Culture

Activists protest Apple's photo-hashing leading up to iPhone 13 event

"Let’s be perfectly clear: you can’t be a values-driven privacy-focused company and an aspiring monopoly with authoritarian policies at the same time.”

Evan Greer, Fight for the Future director

Ahead of today’s iPhone 13 announcement event, activist groups took up positions outside Apple Stores across the U.S. last night to protest the on-device photo-hashing system called NeuralHash. The protests were organized by Fight for the Future and the Electronic Frontier Foundation (EFF) in New York City, D.C., Atlanta, Chicago, San Francisco, Portland, Minneapolis, Aventura, FL, Houston, Tucson, and Boston.

“As a purported champion of privacy, Apple should use its position in the industry to protect more people, including children, by encrypting iCloud and addressing security vulnerabilities in iMessage,” the groups wrote in a press release.

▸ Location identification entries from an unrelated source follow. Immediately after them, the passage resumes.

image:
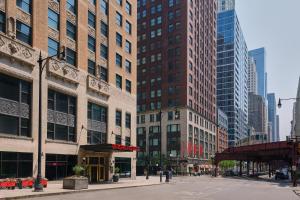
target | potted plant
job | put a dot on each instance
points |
(116, 174)
(78, 181)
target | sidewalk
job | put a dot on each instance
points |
(55, 188)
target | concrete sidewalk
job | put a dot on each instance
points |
(55, 188)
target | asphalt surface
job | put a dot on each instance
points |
(195, 188)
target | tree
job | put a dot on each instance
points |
(227, 164)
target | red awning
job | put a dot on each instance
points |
(109, 148)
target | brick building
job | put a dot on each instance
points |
(177, 76)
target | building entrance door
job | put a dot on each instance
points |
(94, 174)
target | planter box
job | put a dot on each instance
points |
(8, 184)
(75, 183)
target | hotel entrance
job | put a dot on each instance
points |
(96, 169)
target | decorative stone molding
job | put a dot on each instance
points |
(71, 17)
(98, 85)
(63, 70)
(103, 62)
(92, 8)
(71, 44)
(97, 126)
(91, 31)
(16, 50)
(53, 5)
(103, 40)
(53, 33)
(24, 17)
(91, 55)
(61, 118)
(2, 5)
(13, 108)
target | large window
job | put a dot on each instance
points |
(15, 92)
(128, 27)
(52, 47)
(119, 81)
(24, 5)
(119, 39)
(97, 115)
(91, 19)
(91, 67)
(118, 139)
(104, 6)
(128, 86)
(2, 22)
(91, 43)
(128, 66)
(118, 118)
(24, 33)
(128, 46)
(53, 19)
(71, 30)
(118, 60)
(128, 8)
(63, 127)
(13, 164)
(119, 19)
(128, 120)
(71, 6)
(71, 57)
(59, 166)
(104, 51)
(104, 29)
(103, 74)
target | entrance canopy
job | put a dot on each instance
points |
(108, 148)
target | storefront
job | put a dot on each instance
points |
(99, 162)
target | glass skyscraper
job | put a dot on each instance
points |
(272, 115)
(232, 72)
(259, 57)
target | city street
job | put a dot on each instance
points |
(194, 188)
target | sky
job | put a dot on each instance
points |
(275, 25)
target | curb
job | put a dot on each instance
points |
(73, 191)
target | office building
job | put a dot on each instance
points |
(258, 113)
(252, 76)
(83, 120)
(272, 115)
(259, 56)
(177, 76)
(222, 134)
(232, 73)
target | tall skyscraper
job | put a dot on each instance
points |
(88, 100)
(277, 128)
(252, 76)
(259, 57)
(297, 112)
(177, 76)
(258, 114)
(232, 73)
(272, 115)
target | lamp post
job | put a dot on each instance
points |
(61, 55)
(280, 100)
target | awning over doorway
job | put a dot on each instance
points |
(108, 148)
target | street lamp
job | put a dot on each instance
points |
(60, 55)
(280, 104)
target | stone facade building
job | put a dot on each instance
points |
(88, 100)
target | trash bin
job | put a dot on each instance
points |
(167, 176)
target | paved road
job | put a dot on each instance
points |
(194, 188)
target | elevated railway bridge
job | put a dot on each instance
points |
(267, 153)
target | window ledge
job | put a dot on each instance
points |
(3, 135)
(60, 142)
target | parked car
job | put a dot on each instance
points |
(281, 175)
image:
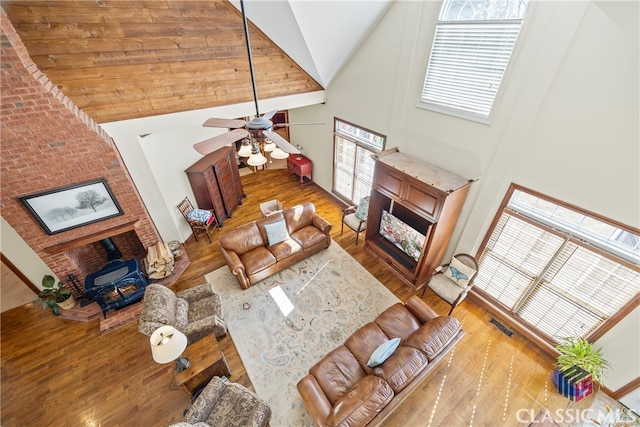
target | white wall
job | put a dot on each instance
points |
(22, 256)
(157, 160)
(566, 121)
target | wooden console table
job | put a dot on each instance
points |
(300, 166)
(206, 361)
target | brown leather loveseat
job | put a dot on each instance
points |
(342, 390)
(256, 250)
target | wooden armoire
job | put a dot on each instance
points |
(215, 181)
(412, 198)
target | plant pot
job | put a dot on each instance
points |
(67, 304)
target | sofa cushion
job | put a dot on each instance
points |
(383, 352)
(361, 403)
(402, 367)
(337, 372)
(257, 259)
(284, 250)
(364, 341)
(242, 239)
(397, 321)
(363, 209)
(276, 232)
(309, 236)
(434, 335)
(299, 216)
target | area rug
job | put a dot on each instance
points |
(320, 302)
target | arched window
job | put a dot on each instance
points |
(471, 49)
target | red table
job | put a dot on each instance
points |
(301, 166)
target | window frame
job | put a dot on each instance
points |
(458, 112)
(512, 318)
(360, 144)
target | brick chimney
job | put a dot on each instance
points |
(48, 143)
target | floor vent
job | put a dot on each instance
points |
(501, 327)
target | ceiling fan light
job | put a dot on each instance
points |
(259, 123)
(277, 153)
(269, 146)
(256, 159)
(245, 149)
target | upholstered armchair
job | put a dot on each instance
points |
(355, 217)
(452, 282)
(196, 312)
(223, 403)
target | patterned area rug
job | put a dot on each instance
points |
(320, 302)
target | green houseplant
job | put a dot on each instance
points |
(55, 296)
(577, 351)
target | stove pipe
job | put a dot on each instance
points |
(112, 250)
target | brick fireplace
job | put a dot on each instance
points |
(47, 143)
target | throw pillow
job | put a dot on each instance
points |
(383, 352)
(199, 216)
(363, 209)
(276, 232)
(459, 273)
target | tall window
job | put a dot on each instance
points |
(353, 164)
(558, 269)
(471, 49)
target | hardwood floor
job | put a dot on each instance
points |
(61, 372)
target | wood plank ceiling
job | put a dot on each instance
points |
(122, 59)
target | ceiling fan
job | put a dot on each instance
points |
(258, 130)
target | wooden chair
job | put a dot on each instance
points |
(198, 221)
(355, 217)
(452, 282)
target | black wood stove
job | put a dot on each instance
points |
(118, 284)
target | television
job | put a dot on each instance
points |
(407, 239)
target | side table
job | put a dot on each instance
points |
(206, 361)
(301, 166)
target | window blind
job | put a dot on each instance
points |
(552, 281)
(468, 60)
(354, 148)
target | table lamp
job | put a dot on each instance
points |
(167, 344)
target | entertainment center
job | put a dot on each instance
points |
(413, 210)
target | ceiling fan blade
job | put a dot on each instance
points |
(225, 123)
(284, 145)
(217, 142)
(281, 125)
(269, 114)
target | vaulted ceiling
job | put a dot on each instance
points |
(123, 59)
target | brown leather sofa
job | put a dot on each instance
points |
(251, 258)
(341, 390)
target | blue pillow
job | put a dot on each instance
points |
(276, 232)
(363, 209)
(383, 352)
(199, 216)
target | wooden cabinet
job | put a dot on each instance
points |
(215, 181)
(301, 167)
(413, 210)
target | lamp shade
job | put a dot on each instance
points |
(279, 154)
(245, 149)
(167, 344)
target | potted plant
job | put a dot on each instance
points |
(578, 352)
(56, 296)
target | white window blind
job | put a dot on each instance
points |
(471, 49)
(551, 280)
(353, 161)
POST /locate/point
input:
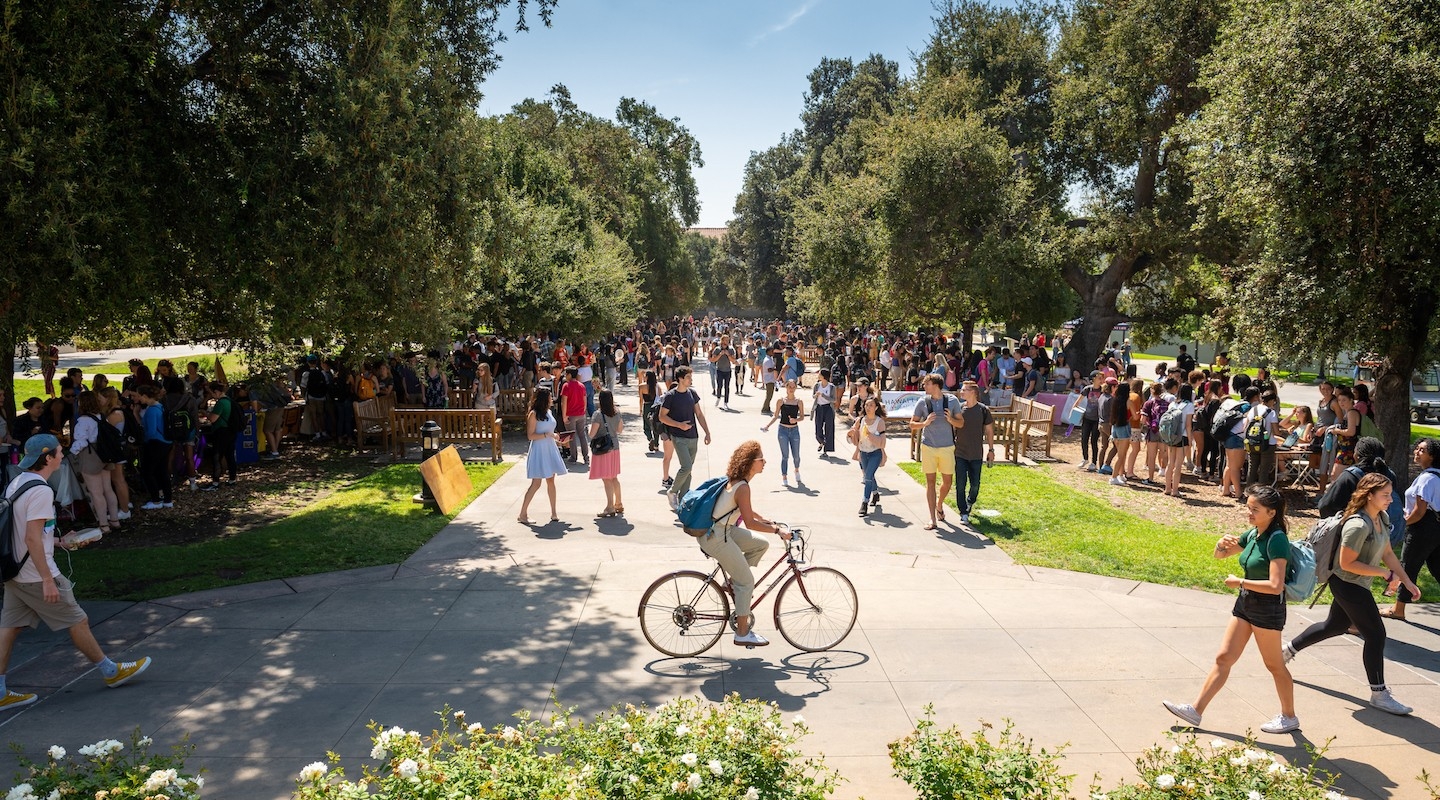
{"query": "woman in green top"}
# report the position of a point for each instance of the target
(1265, 553)
(1362, 548)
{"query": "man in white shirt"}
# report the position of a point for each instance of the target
(39, 592)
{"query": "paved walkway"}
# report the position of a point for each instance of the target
(493, 617)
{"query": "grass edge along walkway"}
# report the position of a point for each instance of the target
(1047, 524)
(370, 523)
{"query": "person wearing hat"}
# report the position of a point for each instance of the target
(39, 592)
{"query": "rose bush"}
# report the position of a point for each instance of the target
(740, 750)
(1226, 769)
(108, 770)
(946, 764)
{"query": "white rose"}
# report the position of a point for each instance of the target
(313, 771)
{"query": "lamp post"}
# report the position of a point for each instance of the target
(429, 446)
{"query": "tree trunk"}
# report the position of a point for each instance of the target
(1391, 396)
(1099, 295)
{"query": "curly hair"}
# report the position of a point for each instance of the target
(742, 459)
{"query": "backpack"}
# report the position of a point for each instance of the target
(1257, 435)
(697, 508)
(1172, 425)
(179, 423)
(1315, 557)
(1226, 419)
(9, 564)
(110, 446)
(1397, 507)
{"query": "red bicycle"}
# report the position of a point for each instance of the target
(684, 613)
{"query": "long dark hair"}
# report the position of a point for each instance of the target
(540, 406)
(1119, 403)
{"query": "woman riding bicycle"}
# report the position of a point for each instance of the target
(739, 548)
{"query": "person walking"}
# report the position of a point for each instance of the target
(936, 422)
(824, 405)
(606, 466)
(1259, 612)
(1422, 525)
(545, 461)
(736, 547)
(573, 416)
(969, 462)
(1364, 547)
(789, 413)
(41, 592)
(869, 436)
(680, 412)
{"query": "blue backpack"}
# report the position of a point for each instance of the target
(1396, 511)
(697, 508)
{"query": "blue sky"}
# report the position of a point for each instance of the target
(733, 72)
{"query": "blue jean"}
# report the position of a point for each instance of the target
(789, 438)
(869, 464)
(968, 472)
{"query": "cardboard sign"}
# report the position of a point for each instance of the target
(447, 478)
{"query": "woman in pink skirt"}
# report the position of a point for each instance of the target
(606, 466)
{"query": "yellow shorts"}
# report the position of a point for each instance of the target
(938, 459)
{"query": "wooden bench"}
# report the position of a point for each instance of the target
(373, 422)
(461, 426)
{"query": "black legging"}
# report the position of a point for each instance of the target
(1090, 439)
(1354, 605)
(154, 469)
(1422, 550)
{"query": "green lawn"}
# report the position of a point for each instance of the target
(370, 523)
(1046, 524)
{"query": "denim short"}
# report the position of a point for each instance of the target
(1260, 610)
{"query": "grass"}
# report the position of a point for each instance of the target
(1047, 524)
(370, 523)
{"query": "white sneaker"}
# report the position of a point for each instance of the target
(1184, 711)
(1282, 724)
(1384, 701)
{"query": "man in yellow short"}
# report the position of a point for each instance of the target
(936, 416)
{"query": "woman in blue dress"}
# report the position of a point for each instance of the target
(545, 461)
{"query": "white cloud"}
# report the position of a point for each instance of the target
(795, 16)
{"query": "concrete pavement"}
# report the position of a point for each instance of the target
(493, 616)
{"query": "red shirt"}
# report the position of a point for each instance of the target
(573, 394)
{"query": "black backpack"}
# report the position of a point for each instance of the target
(179, 423)
(110, 446)
(9, 564)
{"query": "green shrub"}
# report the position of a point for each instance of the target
(108, 770)
(1224, 769)
(683, 750)
(946, 764)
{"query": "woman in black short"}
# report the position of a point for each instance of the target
(1265, 551)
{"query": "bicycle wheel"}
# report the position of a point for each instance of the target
(815, 609)
(684, 613)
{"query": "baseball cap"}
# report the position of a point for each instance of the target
(36, 448)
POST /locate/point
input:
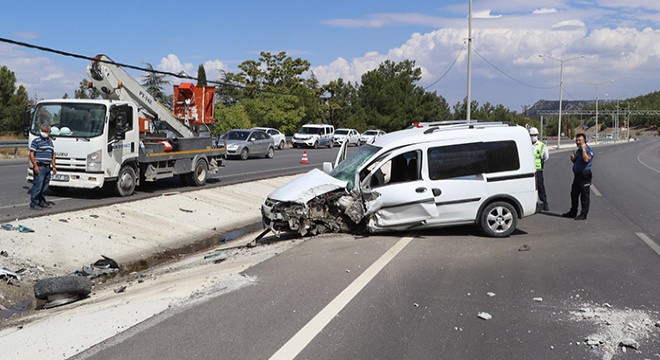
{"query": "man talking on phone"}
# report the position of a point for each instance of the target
(582, 159)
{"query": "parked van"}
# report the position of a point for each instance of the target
(435, 176)
(314, 135)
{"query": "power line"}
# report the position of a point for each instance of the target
(449, 69)
(511, 77)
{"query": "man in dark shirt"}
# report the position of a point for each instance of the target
(42, 157)
(581, 187)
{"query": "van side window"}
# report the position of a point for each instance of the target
(471, 159)
(401, 168)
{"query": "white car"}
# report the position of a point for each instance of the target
(278, 138)
(350, 135)
(475, 173)
(369, 136)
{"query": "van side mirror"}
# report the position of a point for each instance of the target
(27, 119)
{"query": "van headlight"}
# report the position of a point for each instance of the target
(94, 161)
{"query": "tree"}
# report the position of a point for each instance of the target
(390, 99)
(154, 82)
(201, 76)
(229, 117)
(85, 92)
(13, 102)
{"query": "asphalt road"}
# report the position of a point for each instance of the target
(14, 197)
(419, 296)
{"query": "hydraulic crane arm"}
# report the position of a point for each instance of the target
(116, 84)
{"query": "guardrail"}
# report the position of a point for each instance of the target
(13, 144)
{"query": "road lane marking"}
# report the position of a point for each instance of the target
(655, 247)
(304, 336)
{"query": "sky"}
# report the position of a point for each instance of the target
(608, 49)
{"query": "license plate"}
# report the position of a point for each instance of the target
(60, 177)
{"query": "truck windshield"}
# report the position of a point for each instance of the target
(347, 169)
(70, 119)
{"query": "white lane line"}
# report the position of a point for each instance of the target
(655, 247)
(308, 332)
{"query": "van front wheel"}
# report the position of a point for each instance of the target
(498, 219)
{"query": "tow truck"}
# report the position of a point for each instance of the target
(119, 142)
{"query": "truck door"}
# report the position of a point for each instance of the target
(122, 135)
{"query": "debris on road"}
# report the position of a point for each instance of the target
(102, 266)
(9, 275)
(484, 316)
(615, 328)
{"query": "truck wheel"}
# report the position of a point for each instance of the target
(270, 153)
(125, 181)
(245, 153)
(62, 289)
(498, 219)
(199, 175)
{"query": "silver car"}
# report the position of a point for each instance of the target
(244, 143)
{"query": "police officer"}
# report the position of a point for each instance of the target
(581, 187)
(541, 155)
(42, 157)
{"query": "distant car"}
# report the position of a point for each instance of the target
(350, 135)
(369, 136)
(278, 138)
(244, 143)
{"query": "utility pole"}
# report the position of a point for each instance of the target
(469, 94)
(561, 87)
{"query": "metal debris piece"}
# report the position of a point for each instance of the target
(9, 275)
(484, 316)
(629, 343)
(102, 266)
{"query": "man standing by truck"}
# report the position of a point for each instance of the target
(541, 155)
(42, 157)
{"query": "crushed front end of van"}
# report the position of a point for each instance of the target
(313, 203)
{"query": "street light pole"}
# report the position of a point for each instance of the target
(597, 85)
(561, 87)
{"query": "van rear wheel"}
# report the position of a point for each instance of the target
(498, 219)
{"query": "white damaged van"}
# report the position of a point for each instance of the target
(434, 176)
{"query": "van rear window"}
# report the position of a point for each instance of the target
(452, 161)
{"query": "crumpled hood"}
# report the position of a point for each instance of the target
(306, 187)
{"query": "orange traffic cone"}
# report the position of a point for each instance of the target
(304, 160)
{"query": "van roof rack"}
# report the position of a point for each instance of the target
(463, 124)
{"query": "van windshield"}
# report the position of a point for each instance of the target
(347, 169)
(311, 131)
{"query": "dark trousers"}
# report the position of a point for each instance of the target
(40, 186)
(541, 188)
(581, 190)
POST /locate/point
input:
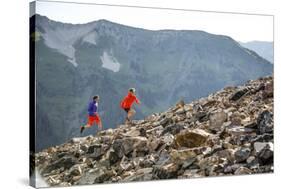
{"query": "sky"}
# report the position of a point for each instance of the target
(241, 27)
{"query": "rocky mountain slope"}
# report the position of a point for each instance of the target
(76, 61)
(263, 48)
(230, 132)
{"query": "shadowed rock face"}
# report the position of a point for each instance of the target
(193, 149)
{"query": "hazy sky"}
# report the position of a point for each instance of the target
(241, 27)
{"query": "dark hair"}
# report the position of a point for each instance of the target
(95, 97)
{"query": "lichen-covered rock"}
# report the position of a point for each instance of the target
(191, 138)
(230, 132)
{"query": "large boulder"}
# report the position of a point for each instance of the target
(265, 122)
(191, 138)
(242, 154)
(238, 94)
(165, 172)
(134, 143)
(264, 152)
(173, 129)
(183, 155)
(96, 151)
(65, 162)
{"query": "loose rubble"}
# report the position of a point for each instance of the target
(227, 133)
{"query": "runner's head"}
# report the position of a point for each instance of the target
(132, 90)
(96, 98)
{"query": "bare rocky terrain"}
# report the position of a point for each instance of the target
(230, 132)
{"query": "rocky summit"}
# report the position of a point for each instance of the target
(230, 132)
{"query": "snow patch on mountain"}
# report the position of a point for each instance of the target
(63, 38)
(110, 62)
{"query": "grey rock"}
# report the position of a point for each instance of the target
(265, 122)
(238, 94)
(242, 154)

A protester in Aventura, FL. Fight for the Future

The announcement of NeuralHash, which is meant to automatically flag any child sexual abuse material, was met with immense disdain from privacy watchdogs, the general public, and even Apple employees. The backlash was so intense, in fact, that Apple actually backed down, claiming it would work overtime to improve NeuralHash, rather than releasing it with the latest round of iPhones. Activists want Apple to commit instead to trashing the project entirely.

Apple’s listening — Though Apple initially defended NeuralHash in the face of backlash, enough fuss was made that the company acquiesced just days later. That’s solid evidence that making enough noise can get Apple’s attention.

A protester in Boston.Fight for the Future

Fight for the Future and the EFF are banking on the possibility the iPhone-maker might just hear them once again. Their argument is simple: Introducing a tool that’s trained to automatically scan and flag child exploitation for law enforcement could, in the future, easily be re-trained to keep an eye out for any content.

“This software will almost certainly make mistakes, and when it does, the results could be deadly, particularly for LGBTQ+ youth,” said Albert Fox Cahn, executive director of the Surveillance Technology Oversight Project (STOP). “Apple’s software can be hijacked by authoritarian governments in the future to scan users’ devices, giving repressive regimes unprecedented powers to suppress dissent.

The utmost hypocrisy — NeuralHash is the main focus of this series of protests, but the activist groups are also warning of how the photo-hashing update points to larger insincerities in Apple’s corporate messaging. Apple has always prided itself on the iPhone’s privacy features, flaunting them as one of the reasons it’s the absolute best phone for modern times.

Apple’s defense strategy in the wake of the NeuralHash backlash has been to point out that the technology is guaranteed to only throw up one false flag in a trillion images. That statistic doesn’t do anything to quell fears that NeuralHash could be used by governments to target individuals in ways Apple hasn’t intended down the line. If anything, that particular number — one in a trillion — means NeuralHash would, indeed, prove accurate when hijacked by a third party.

Fight for the Future and the Electronic Frontier Foundation have taken to calling NeuralHash “spyware.” It’s a harsh reminder that, despite its lofty promises of privacy, Apple is more than willing to create backdoors when it serves its own interests.